By the time Palin certified that she wouldn’t be running in 2012, a poll showed that three-fourths of Republicans didn’t want her in the field. It was a shocking figure, given not only Palin’s profile, but also the persistent dissatisfaction conservatives have had with the current crop of candidates. There had always been a gap between Palin’s media-driven fame and her potential political fortunes, but by the time of her low-key announcement on a conservative radio show, it had widened into a chasm.
Undeniably, a presidential bid had always carried with it its own set of challenges. Even when her political stock was at its zenith, in late 2008, she was viewed by large swaths of Americans as unqualified for high office. And when she resigned as Alaska’s governor in the midst of her first term in 2009, those doubts intensified.
From there, there were high points—her evolving persona as a vanguard of the tea party movement, the role she played in the 2010 midterm elections, the success of her books—and low points, her retreat into social media for long stretches, best exemplified by her “blood libel” response to the Gabrielle Giffords shooting, an attention-grabbing and disruptive summer bus tour that seemed to lack a purpose, and the way her life (sometimes through no fault of her own) resembled a reality TV show, on screen and off.
The cumulative effect of all seemed to damage her in the eyes of all but her most fervent admirers. Where did it all go wrong and how did it unfold? Here’s a look back at some signature moments from Palin’s recent fortunes:
Sept. 3, 2008: Palin’s speech at the GOP convention Her detractors would argue that expectations had been so lowered that all Palin had to do was show up in St. Paul and mount some sort of coherent version of the Republican platform in order to get a passing grade.
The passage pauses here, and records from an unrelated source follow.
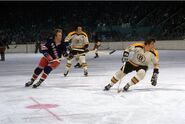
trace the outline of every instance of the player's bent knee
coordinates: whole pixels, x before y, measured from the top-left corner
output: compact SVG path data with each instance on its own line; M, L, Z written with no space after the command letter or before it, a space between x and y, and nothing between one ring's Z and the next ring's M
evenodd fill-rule
M124 73L121 71L121 70L119 70L118 72L116 72L116 74L114 75L114 77L117 79L117 80L120 80L120 79L122 79L123 77L124 77Z
M137 72L137 78L139 80L142 80L144 77L145 77L145 74L146 74L146 71L144 69L140 69L138 72Z

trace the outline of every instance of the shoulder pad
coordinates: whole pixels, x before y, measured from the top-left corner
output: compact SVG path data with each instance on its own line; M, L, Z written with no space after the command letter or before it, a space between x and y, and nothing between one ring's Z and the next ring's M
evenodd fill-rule
M87 37L87 34L85 32L82 31L81 34L84 35L85 37Z
M76 34L76 32L75 32L75 31L72 31L72 32L70 32L68 35L72 36L72 35L74 35L74 34Z
M150 52L153 53L154 56L155 56L157 59L159 59L159 54L158 54L158 51L157 51L156 49L151 49Z

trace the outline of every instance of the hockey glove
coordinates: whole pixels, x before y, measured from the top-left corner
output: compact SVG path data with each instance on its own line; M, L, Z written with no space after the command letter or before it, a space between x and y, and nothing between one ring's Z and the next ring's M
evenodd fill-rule
M64 57L68 57L68 53L67 53L67 52L64 52L64 53L63 53L63 56L64 56Z
M44 56L46 57L46 59L48 60L48 61L52 61L53 60L53 58L47 53L47 52L45 52L45 53L43 53L44 54Z
M151 78L151 82L152 82L151 84L153 86L156 86L157 85L158 74L159 74L159 69L154 69L153 75L152 75L152 78Z
M129 52L124 51L123 52L123 57L121 59L123 63L128 61L128 56L129 56Z

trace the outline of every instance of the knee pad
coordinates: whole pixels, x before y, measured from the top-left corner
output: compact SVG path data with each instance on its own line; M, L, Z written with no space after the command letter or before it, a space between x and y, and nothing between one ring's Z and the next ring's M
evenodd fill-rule
M125 76L125 74L124 74L121 70L119 70L118 72L116 72L116 74L114 74L114 77L115 77L117 80L122 79L124 76Z
M146 74L146 71L144 69L140 69L138 72L137 72L137 75L136 75L136 78L138 80L142 80L144 77L145 77L145 74Z
M51 68L50 66L46 66L46 67L44 68L44 73L47 74L47 75L48 75L51 71L52 71L52 68Z
M37 67L34 71L34 74L39 75L42 72L42 68Z

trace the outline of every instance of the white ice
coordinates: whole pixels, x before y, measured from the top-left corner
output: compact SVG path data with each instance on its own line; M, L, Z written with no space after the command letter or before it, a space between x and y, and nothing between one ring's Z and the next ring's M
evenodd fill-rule
M74 68L64 77L63 60L37 89L24 84L42 55L7 54L0 61L0 124L185 124L185 51L161 50L159 55L156 87L150 83L151 65L144 80L118 94L117 84L108 92L103 88L122 66L121 51L100 51L97 59L89 53L88 77ZM122 79L121 86L133 75ZM58 107L26 108L38 104Z

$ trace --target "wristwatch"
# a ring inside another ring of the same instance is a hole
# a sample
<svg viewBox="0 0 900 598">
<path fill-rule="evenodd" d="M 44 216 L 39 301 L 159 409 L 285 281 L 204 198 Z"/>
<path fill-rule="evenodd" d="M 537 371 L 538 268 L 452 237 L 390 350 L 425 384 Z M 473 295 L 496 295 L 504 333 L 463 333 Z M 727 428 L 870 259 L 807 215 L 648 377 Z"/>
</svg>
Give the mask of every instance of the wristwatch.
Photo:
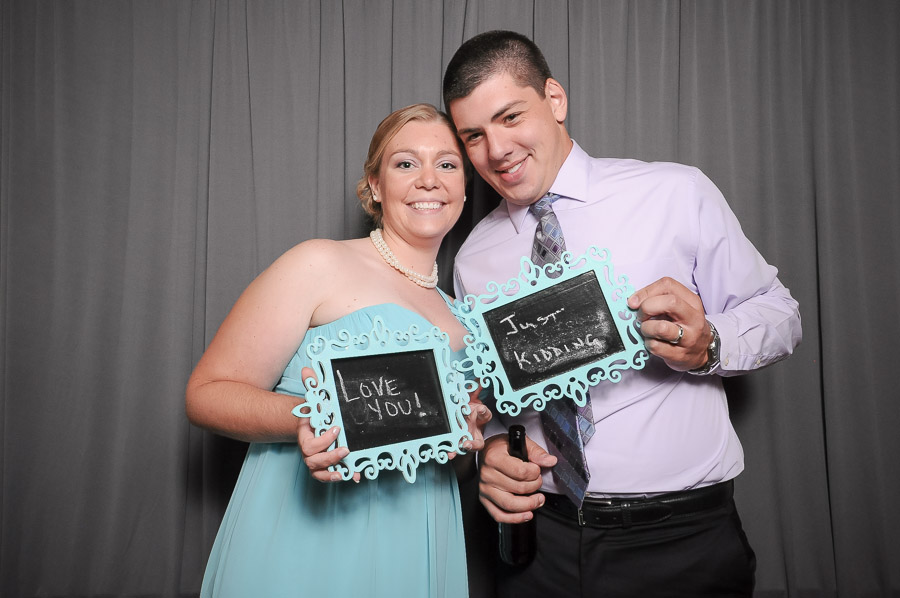
<svg viewBox="0 0 900 598">
<path fill-rule="evenodd" d="M 709 320 L 707 320 L 706 323 L 709 324 L 709 330 L 713 333 L 713 340 L 706 349 L 706 365 L 699 367 L 696 370 L 688 370 L 688 373 L 694 374 L 695 376 L 709 375 L 714 369 L 719 367 L 719 348 L 721 347 L 719 331 L 716 330 L 716 327 L 713 326 L 712 322 Z"/>
</svg>

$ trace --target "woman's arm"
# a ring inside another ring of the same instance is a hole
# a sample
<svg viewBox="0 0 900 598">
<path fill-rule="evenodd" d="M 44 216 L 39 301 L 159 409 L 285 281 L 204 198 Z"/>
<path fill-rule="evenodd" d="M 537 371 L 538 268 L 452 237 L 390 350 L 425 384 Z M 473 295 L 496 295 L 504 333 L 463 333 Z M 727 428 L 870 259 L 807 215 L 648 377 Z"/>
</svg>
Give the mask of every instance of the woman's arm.
<svg viewBox="0 0 900 598">
<path fill-rule="evenodd" d="M 270 389 L 328 296 L 331 243 L 301 243 L 241 294 L 188 380 L 191 423 L 245 442 L 297 442 L 300 400 Z"/>
</svg>

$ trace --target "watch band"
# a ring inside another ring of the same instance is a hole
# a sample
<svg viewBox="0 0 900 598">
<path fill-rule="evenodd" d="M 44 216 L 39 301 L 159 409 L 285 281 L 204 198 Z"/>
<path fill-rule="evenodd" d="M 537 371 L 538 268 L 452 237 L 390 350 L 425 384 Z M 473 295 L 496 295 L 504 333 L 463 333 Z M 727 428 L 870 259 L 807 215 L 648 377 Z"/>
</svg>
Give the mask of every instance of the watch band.
<svg viewBox="0 0 900 598">
<path fill-rule="evenodd" d="M 719 349 L 721 347 L 719 331 L 716 330 L 716 327 L 713 326 L 713 323 L 709 320 L 707 320 L 706 323 L 709 324 L 709 330 L 713 333 L 713 340 L 706 349 L 706 364 L 695 370 L 688 370 L 688 373 L 694 374 L 695 376 L 707 376 L 719 367 Z"/>
</svg>

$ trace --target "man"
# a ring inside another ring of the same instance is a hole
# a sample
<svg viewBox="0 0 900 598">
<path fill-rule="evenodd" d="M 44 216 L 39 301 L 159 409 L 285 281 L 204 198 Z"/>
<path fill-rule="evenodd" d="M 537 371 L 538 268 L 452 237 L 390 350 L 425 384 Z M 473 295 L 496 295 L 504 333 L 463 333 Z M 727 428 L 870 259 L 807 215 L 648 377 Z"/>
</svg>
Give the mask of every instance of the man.
<svg viewBox="0 0 900 598">
<path fill-rule="evenodd" d="M 481 502 L 498 522 L 534 517 L 538 536 L 529 565 L 498 571 L 499 594 L 750 596 L 755 556 L 732 499 L 743 452 L 721 376 L 789 355 L 801 336 L 796 301 L 699 170 L 595 159 L 570 139 L 565 90 L 528 38 L 492 31 L 464 43 L 444 103 L 504 199 L 456 257 L 457 297 L 518 274 L 546 214 L 530 207 L 552 192 L 566 249 L 609 249 L 615 273 L 639 289 L 628 305 L 652 355 L 591 388 L 582 494 L 555 475 L 560 449 L 541 414 L 495 418 Z M 508 454 L 502 426 L 514 422 L 530 463 Z"/>
</svg>

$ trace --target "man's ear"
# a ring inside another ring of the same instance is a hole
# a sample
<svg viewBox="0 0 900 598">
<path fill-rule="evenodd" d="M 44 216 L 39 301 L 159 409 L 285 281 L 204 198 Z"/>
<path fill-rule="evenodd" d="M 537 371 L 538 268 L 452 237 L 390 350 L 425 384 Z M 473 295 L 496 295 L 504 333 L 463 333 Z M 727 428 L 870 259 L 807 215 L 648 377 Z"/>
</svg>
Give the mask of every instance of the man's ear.
<svg viewBox="0 0 900 598">
<path fill-rule="evenodd" d="M 562 124 L 569 111 L 569 98 L 562 84 L 553 77 L 548 78 L 544 83 L 544 97 L 550 102 L 556 122 Z"/>
</svg>

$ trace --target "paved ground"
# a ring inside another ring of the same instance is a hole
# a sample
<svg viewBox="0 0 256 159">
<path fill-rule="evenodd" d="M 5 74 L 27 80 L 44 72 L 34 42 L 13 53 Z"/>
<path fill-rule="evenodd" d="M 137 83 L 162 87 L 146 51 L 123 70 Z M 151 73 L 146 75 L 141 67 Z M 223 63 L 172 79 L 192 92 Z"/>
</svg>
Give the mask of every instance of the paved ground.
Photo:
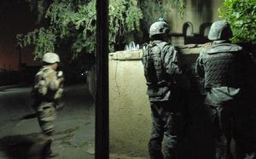
<svg viewBox="0 0 256 159">
<path fill-rule="evenodd" d="M 30 87 L 0 89 L 0 158 L 36 159 L 40 128 L 31 108 Z M 85 84 L 67 87 L 55 121 L 56 159 L 94 158 L 95 106 Z M 26 119 L 21 120 L 24 117 Z"/>
</svg>

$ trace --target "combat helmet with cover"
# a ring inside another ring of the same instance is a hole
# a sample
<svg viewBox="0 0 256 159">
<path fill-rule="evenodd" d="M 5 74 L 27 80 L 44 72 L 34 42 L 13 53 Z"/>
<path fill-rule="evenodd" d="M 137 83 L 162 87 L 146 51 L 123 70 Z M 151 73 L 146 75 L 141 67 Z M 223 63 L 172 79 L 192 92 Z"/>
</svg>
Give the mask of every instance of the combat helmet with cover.
<svg viewBox="0 0 256 159">
<path fill-rule="evenodd" d="M 43 62 L 48 63 L 48 64 L 54 64 L 56 62 L 61 62 L 60 57 L 55 53 L 46 53 L 43 56 Z"/>
<path fill-rule="evenodd" d="M 209 40 L 229 40 L 232 37 L 230 25 L 225 20 L 218 20 L 212 23 L 208 34 Z"/>
<path fill-rule="evenodd" d="M 168 23 L 163 18 L 160 18 L 158 21 L 153 23 L 149 28 L 149 37 L 152 38 L 156 35 L 166 34 L 170 31 Z"/>
</svg>

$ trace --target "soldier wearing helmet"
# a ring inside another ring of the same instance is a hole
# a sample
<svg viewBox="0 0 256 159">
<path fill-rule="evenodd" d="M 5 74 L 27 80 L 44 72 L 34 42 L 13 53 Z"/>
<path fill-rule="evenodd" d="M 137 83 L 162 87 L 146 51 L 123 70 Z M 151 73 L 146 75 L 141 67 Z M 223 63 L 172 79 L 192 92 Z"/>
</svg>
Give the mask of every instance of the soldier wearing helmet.
<svg viewBox="0 0 256 159">
<path fill-rule="evenodd" d="M 177 52 L 166 37 L 170 29 L 163 20 L 152 24 L 150 43 L 143 50 L 143 64 L 152 112 L 152 130 L 148 143 L 150 158 L 177 158 L 177 146 L 185 125 L 186 88 L 178 83 L 184 79 Z M 163 153 L 161 145 L 163 143 Z"/>
<path fill-rule="evenodd" d="M 241 92 L 241 47 L 232 44 L 230 26 L 224 20 L 214 22 L 208 34 L 211 47 L 200 53 L 195 71 L 204 78 L 205 105 L 210 111 L 216 158 L 232 158 L 230 152 L 233 117 Z M 234 137 L 234 136 L 233 136 Z"/>
<path fill-rule="evenodd" d="M 55 53 L 46 53 L 43 56 L 43 67 L 36 74 L 32 96 L 34 99 L 33 108 L 36 111 L 39 126 L 45 135 L 47 144 L 44 156 L 53 156 L 51 143 L 54 134 L 54 120 L 58 99 L 63 92 L 61 82 L 64 78 L 58 77 L 56 69 L 61 62 Z"/>
</svg>

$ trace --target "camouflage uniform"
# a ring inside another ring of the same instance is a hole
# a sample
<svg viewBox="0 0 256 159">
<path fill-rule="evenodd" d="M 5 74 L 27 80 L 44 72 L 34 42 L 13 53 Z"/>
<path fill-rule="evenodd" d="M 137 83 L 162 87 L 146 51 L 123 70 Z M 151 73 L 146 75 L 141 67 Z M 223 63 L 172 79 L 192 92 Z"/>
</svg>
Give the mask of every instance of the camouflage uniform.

She did more than that, articulating an anti-elitist line of attack against Barack Obama that would long resonate with the party base. It remains, arguably, her finest hour on the national stage.
Oct. 2, 2008: The wink
The prevailing gossip surrounding Palin’s preparation for her sole debate against Joe Biden had many viewers expecting a train wreck. Instead, she turned in a solid performance, highlighted with some memorable lines. (“Can I call you Joe?”) But all anyone remembers now is how Palin winked at the audience when she spoke of how she had only been part of the campaign for five weeks. Some loved the folksy touch; others recoiled at it.
Nov. 20 2008: A televised turkey execution The election over, Palin returned to Alaska but her knack for making news, good and bad, followed her. An interview granted the day she pardoned a turkey in advance of Thanksgiving was most notable for the fate of other, less fortunate birds in the background of the shot.
July 3, 2009: Palin's surprise resignation as Alaska governor
The target of multiple state ethics probes and a subject of intense national criticism, Palin unexpectedly walked away from her governorship more than a year early to a more lucrative life of punditry and celebrity. ("I never believed that I nor anyone else needs a title to do this, to make a difference," she said then, a phrase she would recently repeat.) Many Republicans who supported her still see this as perhaps her biggest mistake, one that may have effectively ended any real chance she had at the presidency.
July 8, 2010: Mama Grizzlies In the midst of the 2010 congressional midterms, Palin kept herself relevant in the political sphere by endorsing several anti-establishment women candidates, while also fully embracing the aims of the growing tea-party movement. While her blessing sometimes tilted a race in her candidate’s favor, it also occasionally lead to disastrous results (Christine O’Donnell) that heightened the schism between Palin and the establishment wing of the party.